A Week of Dueling AI Keynotes — Jason Michael Perry

Microsoft Build. Google I/O. One week, two keynotes, and a surprise plot twist from OpenAI. I flew to Seattle for Build, but the week quickly became about something bigger than just tool demos; it was a moment that clarified how fast the landscape is moving and how much is on the line.

For Microsoft, the mood behind the scenes is… complicated. Their internal AI division hasn’t had the impact some expected. And the OpenAI partnership—the crown jewel of their AI strategy—feels increasingly uneasy. OpenAI has gone from sidekick to wildcard. Faster releases, bolder moves, and a growing sense that Microsoft is no longer in the driver’s seat.

Google has its own tension. It still prints money through ads, but it just lost two major antitrust cases and is deep in the remedies stage, which could change the company forever. Meanwhile, the company is trying to reinvent itself around AI, even at its core business model (search + ads) starts to look shaky in a world where answers come from chat, not clicks.

Let’s start with Microsoft

The Build keynote focused squarely on developers and, more specifically, how AI can make them exponentially more powerful. This idea—AI as a multiplier for small, agile teams—is core to how I think about Vibe Teams. It’s not about replacing engineers. It’s about amplifying them. And this year, Microsoft leaned in hard.

One of the most exciting announcements was GitHub Copilot Agents. If you’ve played with tools like Claude Code or Lovable, you know how quickly AI is changing the way we write software. We’re moving from line-by-line coding to spec-driven development, where you define what the system should do, and agentic AI figures out how.

Copilot Agents takes that further. You can now assign an issue or bug ticket in GitHub to an AI agent. That agent will create a new branch, tackle the task, and submit a pull request when it’s done.

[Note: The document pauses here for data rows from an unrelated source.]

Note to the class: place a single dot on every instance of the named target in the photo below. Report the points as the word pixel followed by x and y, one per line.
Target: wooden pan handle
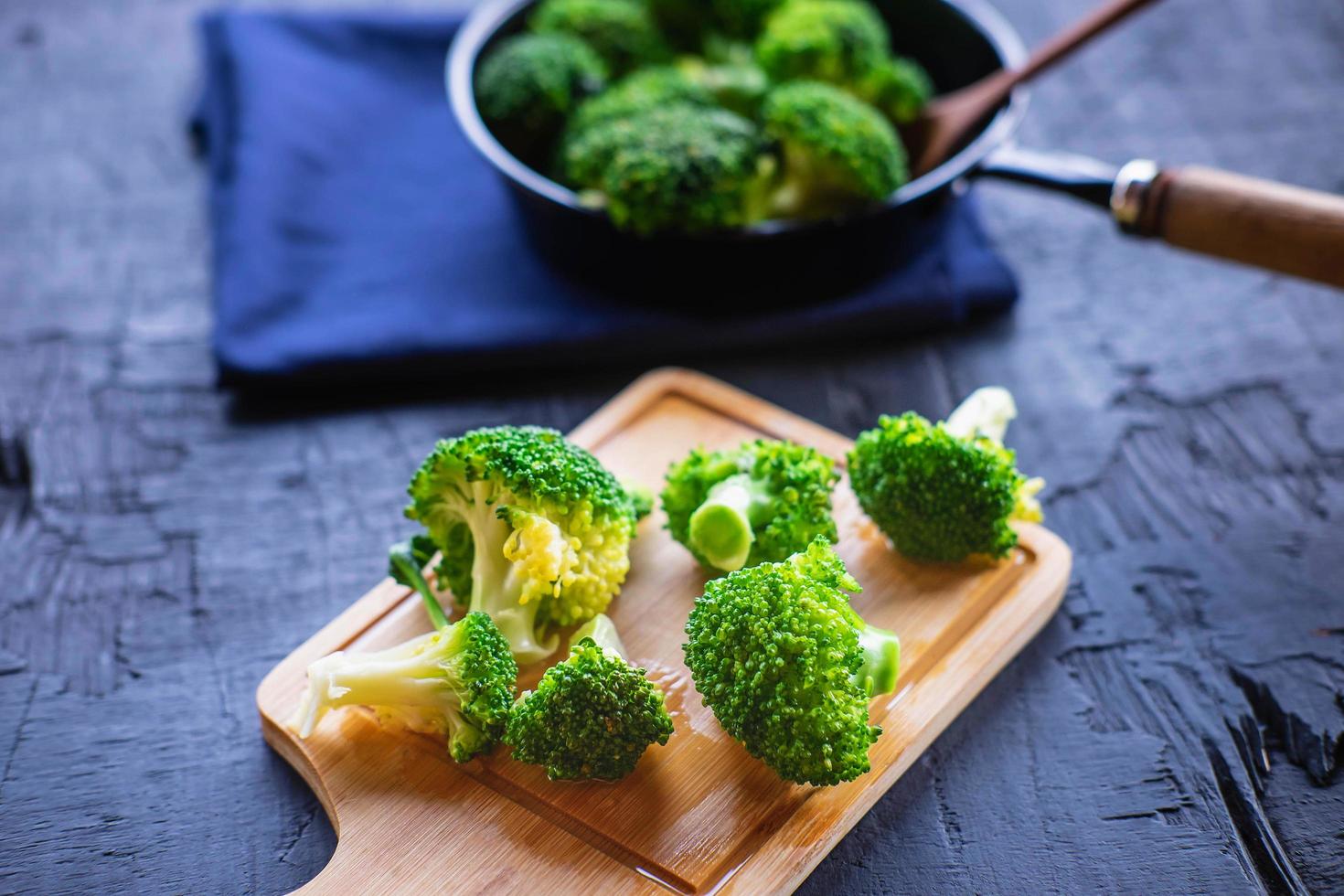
pixel 1244 219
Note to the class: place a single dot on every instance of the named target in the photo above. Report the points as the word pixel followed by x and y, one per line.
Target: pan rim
pixel 485 20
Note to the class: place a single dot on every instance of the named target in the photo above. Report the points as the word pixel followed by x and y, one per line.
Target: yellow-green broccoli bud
pixel 757 503
pixel 788 667
pixel 532 529
pixel 592 715
pixel 945 491
pixel 457 683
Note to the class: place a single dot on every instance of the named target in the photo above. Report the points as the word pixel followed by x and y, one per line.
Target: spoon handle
pixel 1243 219
pixel 1063 43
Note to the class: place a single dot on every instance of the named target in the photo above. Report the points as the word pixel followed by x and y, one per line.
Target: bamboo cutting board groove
pixel 699 815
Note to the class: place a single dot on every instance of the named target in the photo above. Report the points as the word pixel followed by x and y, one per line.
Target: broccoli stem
pixel 880 660
pixel 983 414
pixel 603 635
pixel 496 589
pixel 406 567
pixel 409 675
pixel 720 527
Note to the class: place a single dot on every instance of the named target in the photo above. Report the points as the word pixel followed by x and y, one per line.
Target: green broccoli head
pixel 944 491
pixel 592 715
pixel 529 83
pixel 742 17
pixel 457 683
pixel 737 86
pixel 638 93
pixel 758 503
pixel 898 86
pixel 549 529
pixel 682 168
pixel 832 40
pixel 788 667
pixel 837 151
pixel 620 31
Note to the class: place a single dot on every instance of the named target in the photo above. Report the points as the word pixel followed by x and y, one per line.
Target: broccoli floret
pixel 457 681
pixel 757 503
pixel 592 715
pixel 638 93
pixel 898 86
pixel 529 83
pixel 788 667
pixel 742 17
pixel 832 40
pixel 946 491
pixel 620 31
pixel 549 528
pixel 837 151
pixel 738 86
pixel 682 168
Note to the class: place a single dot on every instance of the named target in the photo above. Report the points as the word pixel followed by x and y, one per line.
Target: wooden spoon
pixel 946 121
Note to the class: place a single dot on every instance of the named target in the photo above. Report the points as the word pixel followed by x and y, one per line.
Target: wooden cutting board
pixel 699 815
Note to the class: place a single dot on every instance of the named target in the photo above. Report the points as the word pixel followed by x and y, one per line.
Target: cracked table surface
pixel 1175 729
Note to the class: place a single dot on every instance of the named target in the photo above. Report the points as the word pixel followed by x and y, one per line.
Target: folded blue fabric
pixel 357 234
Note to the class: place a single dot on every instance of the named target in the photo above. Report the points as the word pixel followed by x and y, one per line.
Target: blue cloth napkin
pixel 357 234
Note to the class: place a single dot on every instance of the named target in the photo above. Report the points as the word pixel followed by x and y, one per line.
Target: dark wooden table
pixel 1174 730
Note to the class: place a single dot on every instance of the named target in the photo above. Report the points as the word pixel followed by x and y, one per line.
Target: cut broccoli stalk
pixel 531 529
pixel 497 581
pixel 761 501
pixel 984 414
pixel 720 527
pixel 880 660
pixel 603 632
pixel 457 681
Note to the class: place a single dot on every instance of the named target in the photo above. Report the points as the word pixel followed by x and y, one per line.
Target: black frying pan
pixel 958 42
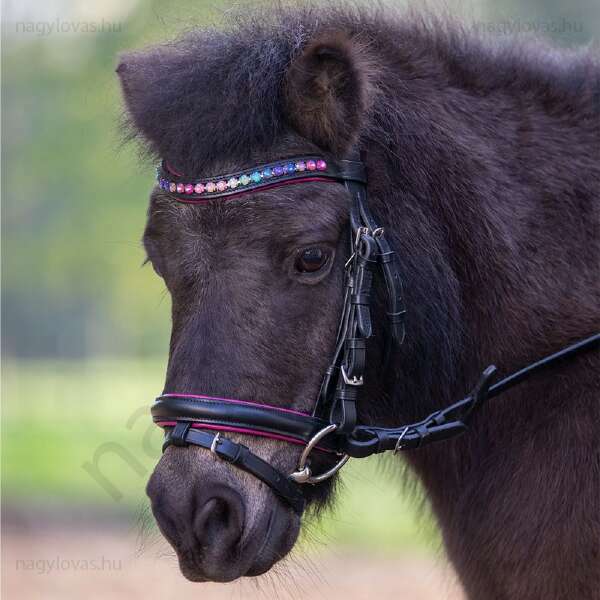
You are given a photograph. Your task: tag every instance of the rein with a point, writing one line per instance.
(332, 426)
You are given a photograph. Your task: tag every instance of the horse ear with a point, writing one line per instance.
(144, 77)
(328, 91)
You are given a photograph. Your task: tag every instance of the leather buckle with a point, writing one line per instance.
(355, 381)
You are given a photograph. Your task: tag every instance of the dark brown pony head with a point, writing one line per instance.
(256, 281)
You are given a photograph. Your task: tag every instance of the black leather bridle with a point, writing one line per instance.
(332, 426)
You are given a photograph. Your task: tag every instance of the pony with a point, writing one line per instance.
(483, 161)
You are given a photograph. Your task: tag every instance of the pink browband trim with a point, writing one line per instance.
(261, 188)
(256, 432)
(245, 402)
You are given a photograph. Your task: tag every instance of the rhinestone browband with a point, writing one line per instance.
(186, 189)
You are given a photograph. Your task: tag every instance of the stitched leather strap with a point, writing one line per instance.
(214, 411)
(240, 456)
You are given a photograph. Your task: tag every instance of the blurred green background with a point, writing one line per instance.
(84, 326)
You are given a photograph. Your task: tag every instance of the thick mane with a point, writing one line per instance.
(217, 92)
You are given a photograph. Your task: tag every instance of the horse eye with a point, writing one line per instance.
(311, 260)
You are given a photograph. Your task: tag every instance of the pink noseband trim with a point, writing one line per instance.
(244, 430)
(245, 402)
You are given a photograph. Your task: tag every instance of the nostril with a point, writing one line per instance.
(219, 521)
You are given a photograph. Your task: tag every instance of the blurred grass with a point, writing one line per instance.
(61, 416)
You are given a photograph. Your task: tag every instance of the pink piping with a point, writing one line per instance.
(256, 432)
(262, 187)
(244, 402)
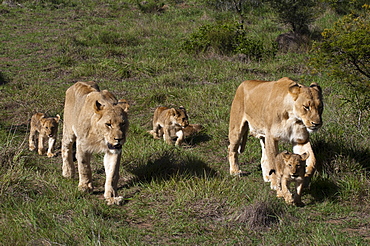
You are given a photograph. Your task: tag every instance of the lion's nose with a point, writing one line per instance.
(119, 139)
(315, 124)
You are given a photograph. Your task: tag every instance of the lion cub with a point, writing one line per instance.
(46, 128)
(289, 167)
(168, 122)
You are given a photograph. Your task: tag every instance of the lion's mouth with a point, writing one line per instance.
(115, 146)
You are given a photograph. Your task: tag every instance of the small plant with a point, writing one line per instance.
(226, 39)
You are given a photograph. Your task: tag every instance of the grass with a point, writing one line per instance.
(172, 196)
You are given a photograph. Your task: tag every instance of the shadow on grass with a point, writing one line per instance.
(3, 79)
(333, 159)
(171, 163)
(327, 154)
(198, 138)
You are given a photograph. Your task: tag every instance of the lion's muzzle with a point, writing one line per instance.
(114, 146)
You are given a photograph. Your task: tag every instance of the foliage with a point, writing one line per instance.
(346, 6)
(173, 196)
(344, 54)
(227, 39)
(299, 14)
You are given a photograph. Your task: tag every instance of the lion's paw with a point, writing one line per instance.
(50, 155)
(118, 200)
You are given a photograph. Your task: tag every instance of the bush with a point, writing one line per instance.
(344, 54)
(226, 39)
(346, 6)
(296, 13)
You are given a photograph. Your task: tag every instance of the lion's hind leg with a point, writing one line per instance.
(31, 140)
(238, 130)
(68, 168)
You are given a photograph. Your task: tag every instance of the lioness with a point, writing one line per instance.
(97, 122)
(289, 167)
(47, 129)
(169, 121)
(274, 111)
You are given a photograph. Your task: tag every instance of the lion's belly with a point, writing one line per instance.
(288, 131)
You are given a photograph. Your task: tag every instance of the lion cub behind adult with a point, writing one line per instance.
(166, 121)
(289, 167)
(43, 129)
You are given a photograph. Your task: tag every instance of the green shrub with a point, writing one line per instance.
(346, 6)
(226, 39)
(299, 14)
(344, 54)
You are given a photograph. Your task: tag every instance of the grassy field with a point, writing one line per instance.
(173, 196)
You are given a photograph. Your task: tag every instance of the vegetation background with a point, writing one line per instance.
(172, 53)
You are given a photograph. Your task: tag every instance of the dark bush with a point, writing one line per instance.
(226, 39)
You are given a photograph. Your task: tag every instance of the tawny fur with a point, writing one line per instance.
(43, 129)
(289, 168)
(168, 122)
(274, 111)
(97, 122)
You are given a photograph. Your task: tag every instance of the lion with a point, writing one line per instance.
(97, 122)
(186, 131)
(274, 111)
(42, 129)
(289, 167)
(168, 122)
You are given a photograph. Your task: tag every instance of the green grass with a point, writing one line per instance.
(172, 196)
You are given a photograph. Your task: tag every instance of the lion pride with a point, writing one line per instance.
(274, 111)
(97, 122)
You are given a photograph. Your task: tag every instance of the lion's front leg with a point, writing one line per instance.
(167, 135)
(269, 151)
(285, 190)
(311, 161)
(111, 166)
(51, 147)
(156, 131)
(31, 140)
(180, 137)
(298, 195)
(279, 191)
(84, 169)
(40, 148)
(68, 168)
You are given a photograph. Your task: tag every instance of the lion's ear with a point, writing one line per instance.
(286, 155)
(124, 104)
(182, 108)
(305, 156)
(98, 106)
(173, 111)
(316, 86)
(294, 90)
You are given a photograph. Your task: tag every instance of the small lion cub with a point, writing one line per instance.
(169, 121)
(289, 167)
(46, 128)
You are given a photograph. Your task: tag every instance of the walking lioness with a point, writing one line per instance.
(274, 111)
(97, 122)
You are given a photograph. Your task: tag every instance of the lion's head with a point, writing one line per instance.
(49, 126)
(294, 164)
(308, 105)
(112, 123)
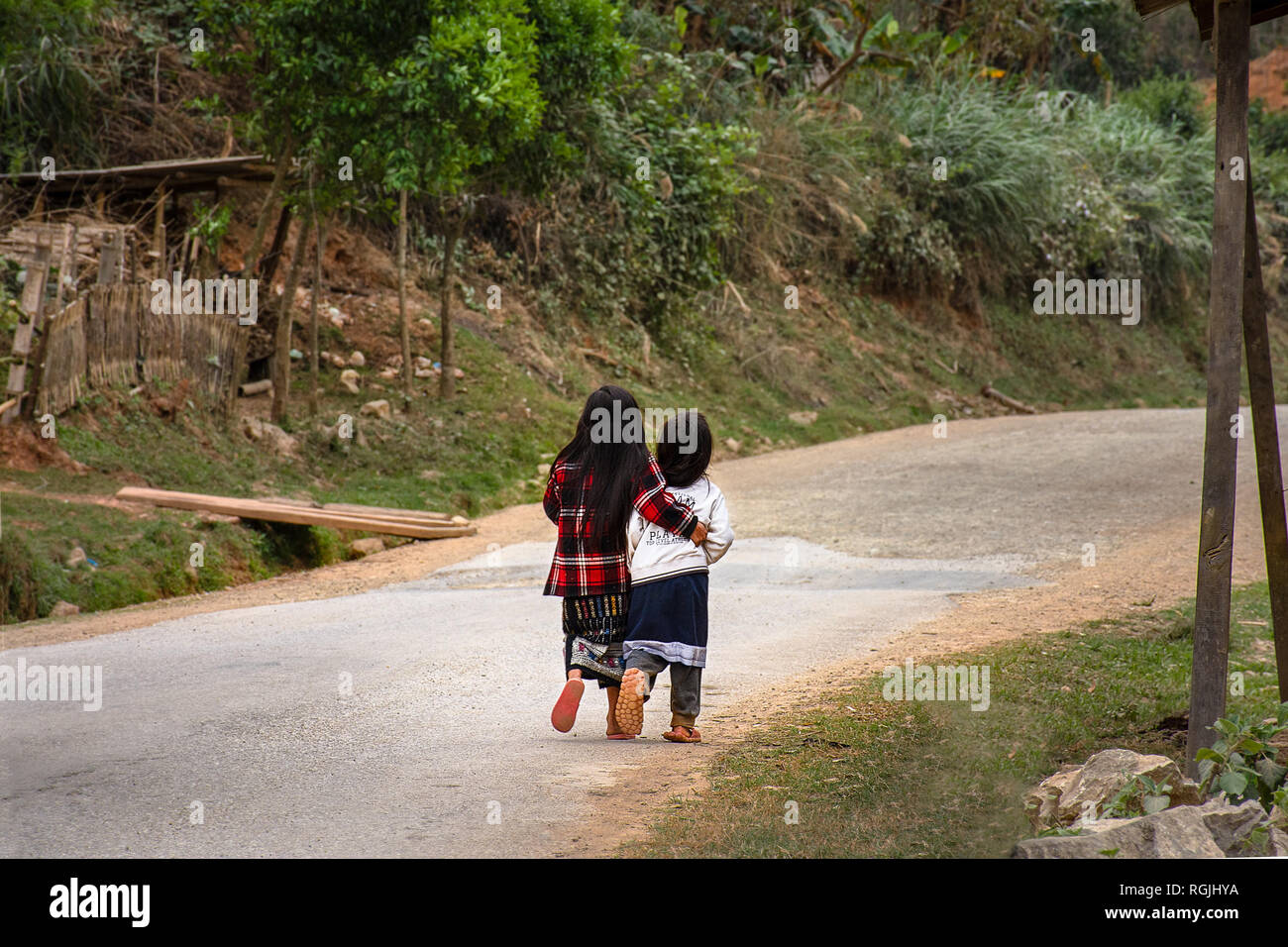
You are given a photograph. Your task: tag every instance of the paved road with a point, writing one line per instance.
(395, 722)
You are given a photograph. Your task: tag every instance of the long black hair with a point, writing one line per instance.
(683, 468)
(613, 463)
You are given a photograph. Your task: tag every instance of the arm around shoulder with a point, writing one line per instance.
(719, 531)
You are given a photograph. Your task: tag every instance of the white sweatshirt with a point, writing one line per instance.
(655, 553)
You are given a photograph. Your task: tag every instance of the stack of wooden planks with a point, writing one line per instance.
(421, 525)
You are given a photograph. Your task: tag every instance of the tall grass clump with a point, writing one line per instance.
(1028, 183)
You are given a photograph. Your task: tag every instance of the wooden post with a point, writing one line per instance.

You review the PR, suggest edits if needed, and decide whether to merge. No risk to your main codebase. No rogue commits. Just a smart collaborator who knows the rules of the repo.

This isn’t just task automation—it’s the blueprint for how teams might work moving forward. Imagine a lead engineer writing specs and reviewing pull requests—not typing out every line of code but conducting an orchestra of agentic contributors. These agents aren’t sidekicks. They’re teammates. And they don’t need coffee breaks.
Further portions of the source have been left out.